2012-05-14T13:34:34.368Z| vcpu-0| DISKLIB-VMFS : "/vmfs/volumes/4ecad5e9-a50e5738-354b180373f5105d/VM/VM_1-flat.vmdk" : closed.
2012-05-14T13:34:34.377Z| vcpu-0| DISKLIB-VMFS : "/vmfs/volumes/4ecad5e9-a50e5738-354b180373f5105d/VM/VM_1-000002-delta.vmdk" : open successful (1041) size = 34992128, hd = 0. Type 8
2012-05-14T13:34:34.377Z| vcpu-0| DISKLIB-LIB : Resuming change tracking.
2012-05-14T13:34:34.390Z| vcpu-0| DISKLIB-VMFS : "/vmfs/volumes/4ecad5e9-a50e5738-354b180373f5105d/VM/VM_1-000002-delta.vmdk" : closed.

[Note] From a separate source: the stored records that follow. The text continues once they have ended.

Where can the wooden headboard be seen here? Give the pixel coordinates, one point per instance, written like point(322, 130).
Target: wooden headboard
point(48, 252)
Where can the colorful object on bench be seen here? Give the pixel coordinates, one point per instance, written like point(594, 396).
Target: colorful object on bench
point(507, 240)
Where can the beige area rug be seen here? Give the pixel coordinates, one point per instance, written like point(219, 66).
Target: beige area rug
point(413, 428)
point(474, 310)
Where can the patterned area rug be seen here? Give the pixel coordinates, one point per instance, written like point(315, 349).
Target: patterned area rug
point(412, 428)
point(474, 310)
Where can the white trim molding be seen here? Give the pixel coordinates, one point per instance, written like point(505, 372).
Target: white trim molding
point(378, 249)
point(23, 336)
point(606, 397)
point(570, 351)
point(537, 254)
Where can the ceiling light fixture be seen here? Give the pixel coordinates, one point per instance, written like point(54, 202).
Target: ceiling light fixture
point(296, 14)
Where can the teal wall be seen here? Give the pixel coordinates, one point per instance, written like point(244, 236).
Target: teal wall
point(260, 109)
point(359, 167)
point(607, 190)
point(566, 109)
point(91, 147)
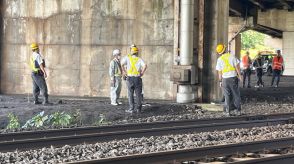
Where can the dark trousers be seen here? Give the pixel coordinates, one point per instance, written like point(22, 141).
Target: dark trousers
point(135, 85)
point(232, 93)
point(259, 76)
point(39, 84)
point(246, 73)
point(276, 75)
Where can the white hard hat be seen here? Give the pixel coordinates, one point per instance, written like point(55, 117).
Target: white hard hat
point(115, 52)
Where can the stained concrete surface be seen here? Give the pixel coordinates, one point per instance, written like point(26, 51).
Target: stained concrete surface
point(76, 39)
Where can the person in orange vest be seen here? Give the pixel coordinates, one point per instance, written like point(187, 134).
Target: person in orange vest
point(277, 64)
point(246, 61)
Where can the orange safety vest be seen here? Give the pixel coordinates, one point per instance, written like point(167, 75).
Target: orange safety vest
point(278, 63)
point(246, 61)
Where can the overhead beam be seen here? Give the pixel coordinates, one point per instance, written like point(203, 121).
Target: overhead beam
point(237, 7)
point(259, 4)
point(286, 5)
point(268, 30)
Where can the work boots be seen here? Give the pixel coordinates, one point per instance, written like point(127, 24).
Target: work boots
point(46, 102)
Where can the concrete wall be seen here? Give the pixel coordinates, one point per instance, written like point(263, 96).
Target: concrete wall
point(288, 52)
point(77, 37)
point(282, 20)
point(215, 31)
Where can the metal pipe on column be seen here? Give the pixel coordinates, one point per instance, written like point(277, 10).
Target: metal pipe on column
point(185, 93)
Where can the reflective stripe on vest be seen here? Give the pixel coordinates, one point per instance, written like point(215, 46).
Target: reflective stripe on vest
point(132, 71)
point(278, 63)
point(228, 67)
point(245, 61)
point(34, 66)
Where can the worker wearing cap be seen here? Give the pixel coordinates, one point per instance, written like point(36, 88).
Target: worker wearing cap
point(134, 67)
point(277, 64)
point(115, 72)
point(228, 67)
point(37, 65)
point(246, 61)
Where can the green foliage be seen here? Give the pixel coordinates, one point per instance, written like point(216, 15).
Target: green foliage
point(252, 39)
point(60, 119)
point(76, 117)
point(37, 121)
point(13, 122)
point(101, 120)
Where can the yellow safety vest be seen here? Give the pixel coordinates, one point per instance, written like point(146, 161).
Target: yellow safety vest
point(33, 65)
point(132, 71)
point(228, 67)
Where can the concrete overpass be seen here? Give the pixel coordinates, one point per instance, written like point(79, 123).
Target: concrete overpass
point(77, 38)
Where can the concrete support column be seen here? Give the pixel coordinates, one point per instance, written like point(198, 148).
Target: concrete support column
point(185, 94)
point(235, 25)
point(288, 52)
point(216, 31)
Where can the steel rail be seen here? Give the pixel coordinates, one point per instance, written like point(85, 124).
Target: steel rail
point(117, 135)
point(280, 159)
point(198, 153)
point(124, 127)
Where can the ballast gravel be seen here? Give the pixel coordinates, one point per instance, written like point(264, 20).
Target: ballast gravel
point(146, 145)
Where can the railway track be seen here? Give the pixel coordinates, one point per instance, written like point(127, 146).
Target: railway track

2012-05-14T13:34:34.412Z| vcpu-0| CPT current = 2, requesting 6
2012-05-14T13:34:34.412Z| vcpu-0| Checkpoint_Unstun: vm stopped for 4233332 us
2012-05-14T13:34:34.412Z| vcpu-1| Done Sync monModules(6).
2012-05-14T13:34:34.412Z| vcpu-0| Done Sync monModules(6).
2012-05-14T13:34:34.412Z| vcpu-0| CPT: monitor ACKing mode 6

So the snapshot did happen and the unstun took 4 seconds, which was much better than ~230 seconds and is expected with active I/O and Change Block Tracking enabled.